Example: A financial literacy workshop is evaluated using a large administrative dataset. Participants show a small, statistically significant increase in savings, but the dollar amount is so marginal that it would not meaningfully change recipients' financial security. The result is classified as No Effect.


Mixed Effect

Icon: Blend icon on a gray background

Intervention effects show heterogeneity in many cases. Results are classified as Mixed when outcomes differ depending on various conditions — for example, effects were found for men but not for women, or effects were found for young people but not for elderly people.

When this applies:

  • Sub-group analyses reveal that the intervention benefits some populations while not benefiting (or even harming) others.
  • The overall average effect is statistically null, but meaningful positive effects exist in specific segments.
  • The direction or size of the effect changes based on context, geography, or implementation fidelity.

Example: A literacy intervention shows large improvements in reading scores for students in urban schools, but no measurable improvement for students in rural schools where classroom sizes and teacher training differed. The evidence is tagged as Mixed.


Side Effect

Icon: Alert triangle (!) on an orange background

Indicates that unintended effects other than the intervention's intended outcomes were observed. In many cases, these are statistically significant and represent practically undesirable effects of considerable magnitude.

When this applies:

  • The intervention produced outcomes that were not part of the original theory of change.
  • These unintended outcomes are adverse — that is, they represent harm or deterioration in some dimension.
  • The unintended effects are large enough to be practically meaningful, not just statistically detectable noise.

Example: A conditional cash transfer program successfully increases school enrollment (a Positive Effect on its primary indicator), but also correlates with increased household debt as families borrow against anticipated payments. The debt increase is logged as a Side Effect on a separate evidence card.


Unclear

Icon: Question mark on a gray background

Classified as Unclear when the sample size is insufficient or analytical methods are inadequate to draw reliable conclusions. Interventions judged as Unclear require additional testing before they can be acted upon with confidence.

When this applies:

  • The study is underpowered — too few participants to detect a true effect even if one exists.
  • Methodological limitations (poor comparison group, confounding, selection bias) make the estimates unreliable.
  • The evidence base is too thin to support a definitive conclusion in either direction.
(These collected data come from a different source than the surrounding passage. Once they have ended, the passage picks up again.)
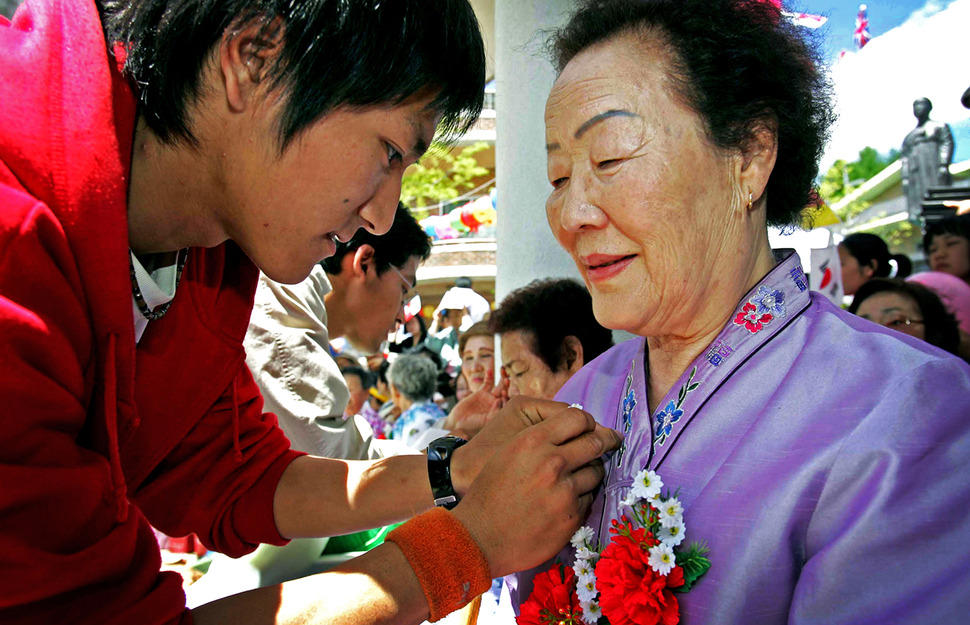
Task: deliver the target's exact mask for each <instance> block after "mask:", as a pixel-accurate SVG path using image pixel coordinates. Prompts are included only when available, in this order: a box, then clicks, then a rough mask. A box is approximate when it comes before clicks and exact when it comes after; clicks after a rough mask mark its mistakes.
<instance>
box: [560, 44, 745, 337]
mask: <svg viewBox="0 0 970 625" xmlns="http://www.w3.org/2000/svg"><path fill="white" fill-rule="evenodd" d="M666 55H667V53H666V52H664V51H663V49H662V47H661V46H659V45H657V44H656V43H650V42H647V43H643V42H636V41H634V40H632V39H631V38H629V37H628V36H621V37H618V38H615V39H612V40H609V41H607V42H604V43H601V44H597V45H595V46H593V47H591V48H589V49H587V50H585V51H583V52H582V53H580V54H579V55H577V56H576V57H575V58H573V60H571V61H570V62H569V64H568V65H567V66H566V67H565V69H564V70H563V72H562V74H561V75H560V76H559V78H558V79H557V81H556V84H555V86H554V87H553V89H552V92H551V93H550V95H549V99H548V101H547V103H546V144H547V153H548V164H547V170H548V172H547V173H548V177H549V182H550V183H551V184H552V187H553V188H552V192H551V193H550V195H549V199H548V200H547V202H546V216H547V218H548V220H549V225H550V227H551V228H552V231H553V234H554V235H555V237H556V239H557V240H558V241H559V244H560V245H562V247H563V248H564V249H565V250H566V251H567V252H569V254H570V255H571V256H572V257H573V260H574V261H575V263H576V265H577V266H578V268H579V270H580V273H581V274H582V276H583V279H584V280H585V282H586V286H587V288H588V289H589V291H590V294H591V295H592V297H593V308H594V312H595V314H596V318H597V320H598V321H599V322H600V323H601V324H603V325H604V326H606V327H609V328H618V329H623V330H627V331H630V332H633V333H635V334H639V335H642V336H658V335H677V334H678V333H680V332H682V331H683V332H684V333H685V334H686V333H687V332H689V331H690V330H689V329H688V330H686V331H685V328H692V327H694V324H695V321H693V320H694V319H697V318H699V317H701V315H700V314H699V311H704V310H707V308H705V306H709V302H710V301H713V300H711V299H710V298H711V297H714V296H715V295H718V296H720V297H723V294H724V293H725V292H726V291H729V290H731V291H732V295H731V298H732V300H731V302H730V304H727V306H733V305H734V303H735V301H736V299H733V298H736V295H733V292H734V290H736V289H737V287H738V285H737V284H733V283H731V284H727V283H728V282H729V281H731V280H735V281H737V280H738V278H737V276H736V275H734V274H736V273H740V272H736V271H728V270H724V271H721V270H720V269H721V268H722V267H724V266H733V267H742V268H748V265H746V264H745V263H747V262H748V260H747V259H746V258H745V257H746V256H748V255H749V254H750V253H751V249H749V246H748V245H746V243H745V242H746V241H748V240H749V232H748V231H747V230H744V229H743V228H746V227H748V224H747V223H742V222H743V220H741V219H731V217H732V216H734V215H736V214H737V213H741V214H743V213H744V208H743V207H744V205H746V204H747V201H748V196H747V192H746V191H745V192H744V197H743V200H742V199H741V196H740V193H741V190H740V188H739V186H738V185H737V184H736V180H737V171H738V170H737V169H736V167H737V163H738V157H737V156H736V155H734V156H732V155H730V154H728V153H727V152H724V151H720V150H717V149H716V148H715V147H714V146H713V145H712V144H711V143H710V142H709V140H708V139H707V136H706V133H705V128H704V125H703V123H702V120H701V118H700V117H698V115H697V114H696V113H694V111H693V110H691V109H690V108H689V107H687V106H686V105H685V104H683V103H682V102H681V101H680V99H679V98H677V97H674V96H673V95H672V91H671V87H670V85H669V81H668V78H667V63H668V61H667V57H666ZM756 193H757V191H756ZM755 197H757V196H755ZM739 206H740V207H741V209H740V211H739V210H738V207H739ZM763 232H764V228H763V227H762V233H763ZM744 280H746V278H744ZM741 286H743V288H742V289H741V292H742V293H743V291H744V289H745V288H747V285H741ZM720 312H723V311H720ZM718 314H720V313H718ZM721 321H723V319H722V320H721ZM705 323H706V321H705Z"/></svg>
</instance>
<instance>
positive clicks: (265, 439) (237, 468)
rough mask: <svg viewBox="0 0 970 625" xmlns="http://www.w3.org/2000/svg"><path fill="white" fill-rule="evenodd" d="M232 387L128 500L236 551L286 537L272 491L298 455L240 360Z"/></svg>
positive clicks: (241, 552) (219, 544) (222, 545)
mask: <svg viewBox="0 0 970 625" xmlns="http://www.w3.org/2000/svg"><path fill="white" fill-rule="evenodd" d="M236 366H237V367H238V371H237V373H236V375H235V377H233V378H232V382H231V383H230V384H229V387H228V388H226V389H225V391H224V392H223V393H222V396H221V397H220V398H219V399H218V401H217V402H216V403H215V404H214V405H213V406H212V407H211V409H210V410H209V411H208V412H207V413H206V415H205V416H204V417H203V418H202V419H200V420H199V422H198V423H197V424H196V425H195V426H194V427H193V428H192V429H191V430H190V431H189V433H188V435H187V436H185V437H184V438H183V439H182V440H181V441H180V442H179V443H178V445H176V447H175V448H174V449H173V450H172V451H171V452H170V453H169V454H168V455H167V456H166V457H165V458H164V459H163V461H162V462H161V463H160V464H159V465H158V467H157V468H156V469H155V470H154V472H153V474H152V477H151V478H150V479H149V480H148V481H146V483H145V484H143V485H142V486H141V487H140V488H139V489H138V491H137V492H136V493H135V495H134V497H133V499H134V501H135V502H136V503H137V504H138V506H139V507H140V508H141V509H142V510H143V511H144V512H145V514H146V515H147V516H148V518H149V519H150V520H151V521H152V524H153V525H154V526H155V527H157V528H158V529H159V530H161V531H163V532H165V533H166V534H169V535H170V536H183V535H185V534H188V533H195V534H197V535H198V536H199V538H200V539H201V540H202V542H203V544H205V545H206V546H207V547H209V548H210V549H214V550H216V551H219V552H221V553H225V554H227V555H230V556H232V557H238V556H241V555H244V554H246V553H249V552H250V551H252V550H253V549H255V548H256V547H257V546H258V545H259V544H260V543H270V544H276V545H280V544H284V543H286V540H285V539H284V538H283V537H281V536H280V534H279V531H277V529H276V523H275V521H274V517H273V498H274V495H275V493H276V486H277V484H278V483H279V480H280V476H281V475H282V474H283V471H284V470H285V469H286V467H287V466H288V465H289V464H290V462H292V461H293V459H294V458H297V457H299V456H301V455H303V454H302V453H301V452H297V451H292V450H290V442H289V440H287V438H286V436H285V435H284V434H283V432H282V430H280V429H279V427H277V424H276V417H275V416H273V415H272V414H264V413H263V412H262V406H263V400H262V397H261V396H260V394H259V388H258V387H257V386H256V382H255V381H254V380H253V376H252V374H251V373H250V371H249V369H248V368H247V367H246V365H245V362H244V361H241V362H239V363H237V365H236Z"/></svg>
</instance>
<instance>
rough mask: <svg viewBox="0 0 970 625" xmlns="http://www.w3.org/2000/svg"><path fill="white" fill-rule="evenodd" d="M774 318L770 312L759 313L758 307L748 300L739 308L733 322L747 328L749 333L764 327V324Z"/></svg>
mask: <svg viewBox="0 0 970 625" xmlns="http://www.w3.org/2000/svg"><path fill="white" fill-rule="evenodd" d="M772 319H774V317H773V316H772V315H771V313H768V314H760V313H759V312H758V307H757V306H755V305H754V304H752V303H751V302H748V303H746V304H745V305H744V307H743V308H741V312H739V313H738V315H737V316H736V317H735V318H734V323H735V324H737V325H739V326H744V327H745V328H747V330H748V332H750V333H751V334H756V333H758V332H760V331H761V329H762V328H764V327H765V324H766V323H768V322H769V321H771V320H772Z"/></svg>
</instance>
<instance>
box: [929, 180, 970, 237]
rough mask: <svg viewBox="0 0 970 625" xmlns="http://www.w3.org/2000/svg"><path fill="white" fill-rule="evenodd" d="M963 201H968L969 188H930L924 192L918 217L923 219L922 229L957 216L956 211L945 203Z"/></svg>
mask: <svg viewBox="0 0 970 625" xmlns="http://www.w3.org/2000/svg"><path fill="white" fill-rule="evenodd" d="M964 200H970V187H964V186H959V187H953V186H950V187H930V188H929V189H927V190H926V194H925V195H924V196H923V201H922V203H921V204H920V217H922V218H923V224H924V226H923V227H924V228H925V227H926V226H929V225H932V224H934V223H936V222H938V221H940V220H942V219H945V218H947V217H952V216H954V215H956V214H957V209H955V208H952V207H950V206H947V205H946V202H959V201H964Z"/></svg>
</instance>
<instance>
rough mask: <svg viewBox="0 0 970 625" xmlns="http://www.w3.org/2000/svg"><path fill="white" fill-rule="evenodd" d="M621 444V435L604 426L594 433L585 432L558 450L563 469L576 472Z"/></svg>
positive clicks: (571, 440)
mask: <svg viewBox="0 0 970 625" xmlns="http://www.w3.org/2000/svg"><path fill="white" fill-rule="evenodd" d="M619 444H620V435H619V434H618V433H617V432H614V431H613V430H611V429H609V428H605V427H603V426H597V427H596V429H594V430H593V431H592V432H584V433H581V434H580V435H579V436H576V437H575V438H573V439H571V440H569V441H566V442H565V443H562V444H561V445H559V446H558V447H557V448H556V451H557V453H559V454H560V455H561V456H562V458H563V468H565V469H566V470H569V471H575V470H576V469H578V468H579V467H581V466H583V465H584V464H587V463H589V462H592V461H593V460H596V459H597V458H599V457H600V456H602V455H603V454H605V453H606V452H608V451H610V450H612V449H616V448H617V447H619Z"/></svg>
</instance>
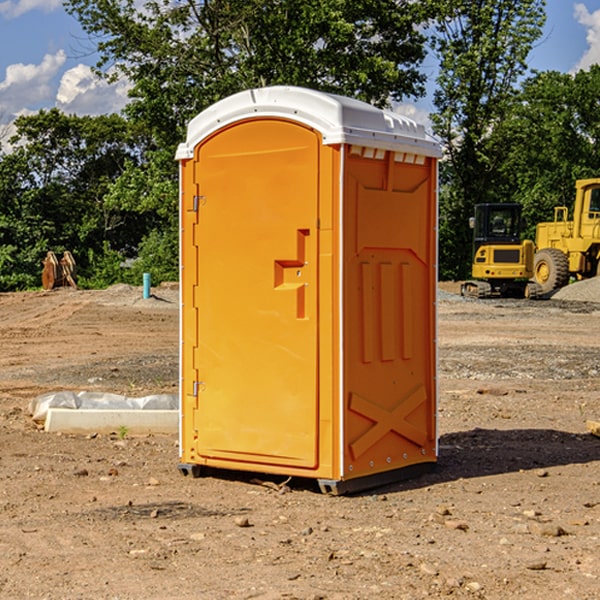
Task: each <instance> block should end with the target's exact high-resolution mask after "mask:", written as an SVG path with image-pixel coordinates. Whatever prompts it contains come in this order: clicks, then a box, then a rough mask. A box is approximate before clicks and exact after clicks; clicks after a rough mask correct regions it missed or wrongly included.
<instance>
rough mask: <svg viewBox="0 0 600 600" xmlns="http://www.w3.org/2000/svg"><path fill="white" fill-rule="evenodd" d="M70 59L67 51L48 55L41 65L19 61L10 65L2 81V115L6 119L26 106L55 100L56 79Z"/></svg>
mask: <svg viewBox="0 0 600 600" xmlns="http://www.w3.org/2000/svg"><path fill="white" fill-rule="evenodd" d="M65 61H66V54H65V53H64V51H63V50H59V51H58V52H57V53H56V54H46V55H45V56H44V58H43V59H42V62H41V63H40V64H39V65H31V64H29V65H25V64H23V63H17V64H13V65H9V66H8V67H7V68H6V72H5V78H4V80H3V81H1V82H0V114H2V116H3V117H4V118H5V119H6V117H11V116H13V115H15V114H17V113H19V112H21V111H22V110H23V109H24V108H25V109H27V108H32V109H34V108H36V106H37V105H38V104H40V103H45V102H47V101H48V100H50V102H51V103H53V99H54V88H53V85H52V80H53V78H55V77H56V75H57V74H58V72H59V70H60V68H61V67H62V66H63V65H64V63H65Z"/></svg>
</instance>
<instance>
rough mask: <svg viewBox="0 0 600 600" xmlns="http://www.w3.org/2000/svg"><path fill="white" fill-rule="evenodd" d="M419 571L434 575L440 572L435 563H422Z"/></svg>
mask: <svg viewBox="0 0 600 600" xmlns="http://www.w3.org/2000/svg"><path fill="white" fill-rule="evenodd" d="M419 571H421V573H425V575H431V576H434V577H435V576H436V575H437V574H438V570H437V569H436V568H435V567H434V566H433V565H430V564H428V563H422V564H421V566H420V567H419Z"/></svg>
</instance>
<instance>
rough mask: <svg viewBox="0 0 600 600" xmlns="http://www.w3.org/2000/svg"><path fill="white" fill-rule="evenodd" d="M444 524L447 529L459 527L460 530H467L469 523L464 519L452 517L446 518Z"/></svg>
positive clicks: (454, 528) (458, 527)
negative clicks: (460, 519) (468, 523)
mask: <svg viewBox="0 0 600 600" xmlns="http://www.w3.org/2000/svg"><path fill="white" fill-rule="evenodd" d="M444 525H445V526H446V527H447V528H448V529H459V530H461V531H467V530H468V529H469V525H468V524H467V523H465V522H464V521H456V520H454V519H448V520H446V521H445V522H444Z"/></svg>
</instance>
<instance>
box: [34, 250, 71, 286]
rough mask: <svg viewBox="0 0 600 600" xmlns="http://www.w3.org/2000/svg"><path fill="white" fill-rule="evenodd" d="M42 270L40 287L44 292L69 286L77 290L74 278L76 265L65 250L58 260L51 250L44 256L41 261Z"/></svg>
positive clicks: (69, 252) (55, 255)
mask: <svg viewBox="0 0 600 600" xmlns="http://www.w3.org/2000/svg"><path fill="white" fill-rule="evenodd" d="M42 263H43V265H44V269H43V271H42V287H43V288H44V289H45V290H51V289H54V288H56V287H65V286H71V287H72V288H75V289H77V283H76V276H77V265H76V264H75V259H74V258H73V255H72V254H71V253H70V252H69V251H68V250H65V252H64V253H63V256H62V258H61V259H60V260H58V258H57V257H56V254H54V252H52V251H51V250H50V251H49V252H48V253H47V254H46V258H45V259H44V260H43V261H42Z"/></svg>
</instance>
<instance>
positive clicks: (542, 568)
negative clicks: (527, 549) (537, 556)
mask: <svg viewBox="0 0 600 600" xmlns="http://www.w3.org/2000/svg"><path fill="white" fill-rule="evenodd" d="M546 564H547V563H546V561H545V560H537V561H533V562H530V563H527V564H526V565H525V568H526V569H528V570H529V571H543V570H544V569H545V568H546Z"/></svg>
Example: A pilot community health outreach program enrolled only 30 participants. The follow-up survey showed a modest improvement in reported health behaviors, but the confidence intervals are extremely wide and the result could plausibly reflect random variation. The evidence is tagged as Unclear pending a larger replication study.


Why These Categories Matter

Categorizing evidence by its effect type helps logic model builders and program evaluators make faster, better-informed decisions:

  • Positive evidence strengthens the causal links in a Logic Model.
  • No Effect evidence prompts teams to reconsider whether a given activity truly drives the expected outcome.
  • Mixed evidence surfaces equity considerations — who benefits and who does not.
  • Side Effect evidence flags risks that may need mitigation in program design.
  • Unclear evidence signals where future research investment is most needed.

Together, these five categories give the MUSE canvas a shared language for evidence quality that is accessible to non-specialists while remaining rigorous enough for researchers.